There’s a song I’ve sung along with countless times on the Christian station and in church. It’s “Praise You in This Storm,” by Casting Crowns. As you might have guessed, a major theme of the song is praising God even when everything in life seems to be going wrong. Before we were officially infertile, I sang this song and I believed I meant it. I thought, you know, I haven’t had many storms in this life, but I would absolutely praise God through any difficulty and hardship. No question.
Well, turns out theory isn’t always carried out in practice.
When we first found out what our issue was, we were (of course) devastated. But we thought surely it was fixable. When we found out it wasn’t fixable, I got angry. And I was angry with God. I’ve been faithful, haven’t I? I mean, intellectually, I know I don’t deserve anything, I’m not owed anything, but why would God do this to us?
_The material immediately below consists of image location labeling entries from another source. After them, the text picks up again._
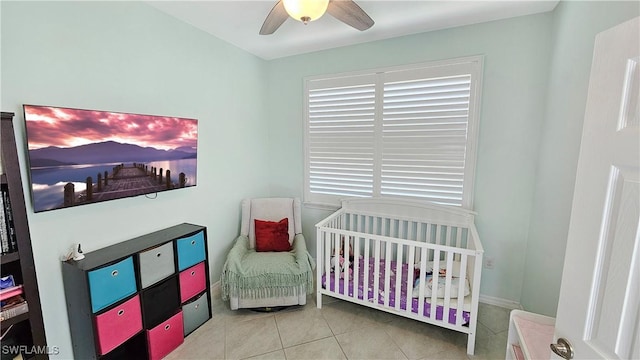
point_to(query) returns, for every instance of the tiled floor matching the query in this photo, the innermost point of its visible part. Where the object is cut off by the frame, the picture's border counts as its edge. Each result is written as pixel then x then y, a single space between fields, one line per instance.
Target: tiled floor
pixel 340 330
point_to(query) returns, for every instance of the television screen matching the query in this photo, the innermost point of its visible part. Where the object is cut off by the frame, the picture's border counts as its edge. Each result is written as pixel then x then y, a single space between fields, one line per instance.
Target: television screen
pixel 79 157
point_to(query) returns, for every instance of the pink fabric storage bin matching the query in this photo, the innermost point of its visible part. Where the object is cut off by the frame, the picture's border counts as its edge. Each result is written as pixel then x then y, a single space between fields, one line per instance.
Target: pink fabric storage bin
pixel 192 281
pixel 166 337
pixel 117 325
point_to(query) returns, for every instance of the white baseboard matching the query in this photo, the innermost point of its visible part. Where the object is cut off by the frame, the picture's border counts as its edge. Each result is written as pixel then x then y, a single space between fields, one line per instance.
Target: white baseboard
pixel 508 304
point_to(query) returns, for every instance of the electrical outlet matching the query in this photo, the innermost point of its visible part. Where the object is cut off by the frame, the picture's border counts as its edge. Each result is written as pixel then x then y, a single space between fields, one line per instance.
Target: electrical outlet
pixel 489 262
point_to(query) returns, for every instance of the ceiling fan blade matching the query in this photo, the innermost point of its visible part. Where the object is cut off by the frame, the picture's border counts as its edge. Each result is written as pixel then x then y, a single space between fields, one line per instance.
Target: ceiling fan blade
pixel 350 13
pixel 276 17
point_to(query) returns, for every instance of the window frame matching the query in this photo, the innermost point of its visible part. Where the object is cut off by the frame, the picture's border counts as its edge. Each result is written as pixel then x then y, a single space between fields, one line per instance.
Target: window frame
pixel 475 70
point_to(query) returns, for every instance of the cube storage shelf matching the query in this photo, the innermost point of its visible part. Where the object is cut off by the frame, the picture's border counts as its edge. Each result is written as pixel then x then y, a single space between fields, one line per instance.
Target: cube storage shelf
pixel 138 299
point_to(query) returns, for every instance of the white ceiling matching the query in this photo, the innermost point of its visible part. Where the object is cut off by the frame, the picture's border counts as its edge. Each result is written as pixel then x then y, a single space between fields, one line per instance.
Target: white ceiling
pixel 238 21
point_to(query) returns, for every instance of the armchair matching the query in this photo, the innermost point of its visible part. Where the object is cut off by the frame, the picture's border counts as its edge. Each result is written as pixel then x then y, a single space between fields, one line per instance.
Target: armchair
pixel 256 279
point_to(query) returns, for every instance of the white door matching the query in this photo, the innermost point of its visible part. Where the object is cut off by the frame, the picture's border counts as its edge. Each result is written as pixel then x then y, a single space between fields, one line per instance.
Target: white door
pixel 599 307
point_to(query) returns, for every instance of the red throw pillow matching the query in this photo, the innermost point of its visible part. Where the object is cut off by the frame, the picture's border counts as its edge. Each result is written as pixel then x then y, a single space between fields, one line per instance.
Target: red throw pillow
pixel 272 236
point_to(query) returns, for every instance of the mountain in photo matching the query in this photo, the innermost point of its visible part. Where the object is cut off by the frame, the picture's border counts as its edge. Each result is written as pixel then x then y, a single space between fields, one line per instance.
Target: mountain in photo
pixel 103 153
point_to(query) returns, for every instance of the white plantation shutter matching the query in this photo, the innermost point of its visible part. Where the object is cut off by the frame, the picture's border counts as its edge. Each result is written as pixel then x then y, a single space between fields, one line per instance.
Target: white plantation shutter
pixel 401 132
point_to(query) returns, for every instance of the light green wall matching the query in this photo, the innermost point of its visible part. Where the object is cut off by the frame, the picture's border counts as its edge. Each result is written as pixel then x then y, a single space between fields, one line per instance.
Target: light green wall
pixel 127 56
pixel 516 58
pixel 575 25
pixel 130 57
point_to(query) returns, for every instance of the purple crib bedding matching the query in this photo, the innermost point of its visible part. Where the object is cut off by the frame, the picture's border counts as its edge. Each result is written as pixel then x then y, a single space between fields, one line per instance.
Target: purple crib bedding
pixel 392 285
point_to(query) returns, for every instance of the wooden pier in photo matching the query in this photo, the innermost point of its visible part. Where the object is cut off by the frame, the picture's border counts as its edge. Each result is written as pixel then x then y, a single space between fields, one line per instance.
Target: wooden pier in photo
pixel 124 181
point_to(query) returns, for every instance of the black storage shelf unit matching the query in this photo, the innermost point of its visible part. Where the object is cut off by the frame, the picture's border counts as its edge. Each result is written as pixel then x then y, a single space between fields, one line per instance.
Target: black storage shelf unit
pixel 24 332
pixel 157 295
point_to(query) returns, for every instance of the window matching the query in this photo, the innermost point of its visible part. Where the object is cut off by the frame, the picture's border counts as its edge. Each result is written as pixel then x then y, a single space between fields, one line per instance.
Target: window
pixel 404 132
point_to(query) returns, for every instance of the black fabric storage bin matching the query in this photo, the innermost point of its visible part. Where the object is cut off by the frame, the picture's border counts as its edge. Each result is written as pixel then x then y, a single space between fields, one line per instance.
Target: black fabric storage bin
pixel 160 302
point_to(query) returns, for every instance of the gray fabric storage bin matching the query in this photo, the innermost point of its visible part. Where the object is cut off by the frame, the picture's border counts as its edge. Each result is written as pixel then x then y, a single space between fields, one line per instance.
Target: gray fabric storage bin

Did God not say, “Be fruitful and multiply”? Did he not create man and woman in such a way as to be able to bear children? And did not God give me the desire to be a mother–give us the desire to be parents? Infertility feels like such a cruel punishment because it is like we are less than. We have been deprived of something that naturally belongs to each person. It is a dysfunction in the body that by all accounts should not happen.
And so when we pray for this miracle, for the healing we need to conceive naturally, I have a tendency to think: we are standing on firm ground here. We don’t deserve special treatment, but surely we do deserve to be whole in body, right? Like I am making my case to God. (There is a precedent for this: Job 13:15, “Though he slay me, I will hope in him; yet I will argue my ways to his face.”)
But here I find I have no ground to stand on at all. I can’t argue that I deserve anything from a God who already has given me something I absolutely did not deserve and never could earn. And if he has decided that we should deal with infertility, than I hope we will survive it in a way that glorifies him. That’s intellectual, though. I’m not sure I’ve internalized it.
I teach a Bible study to home-schooled elementary students, and I have the blessing of working with several other godly women in that venture. One of them, Ann, lost her husband four years ago. We were talking (I don’t remember the context) and she said, “I never asked God for the gift of widowhood. In fact, I didn’t want it. But it is a gift from God.” I can’t really wrap my mind around it, but I know it applies here. I know that infertility is, in some way yet unknown to me, a gift from God. I don’t want it. I’d like him to take it back today.
I do hope for a miracle. DH and I pray every night for complete healing–supernaturally or by the scientific advancements with which God has blessed us. We pray that we would be able to conceive naturally. But I also pray for contentment. I pray that infertility is something that came into our lives for a reason. I pray our infertility will glorify God.
I pray for the strength to praise him in this storm.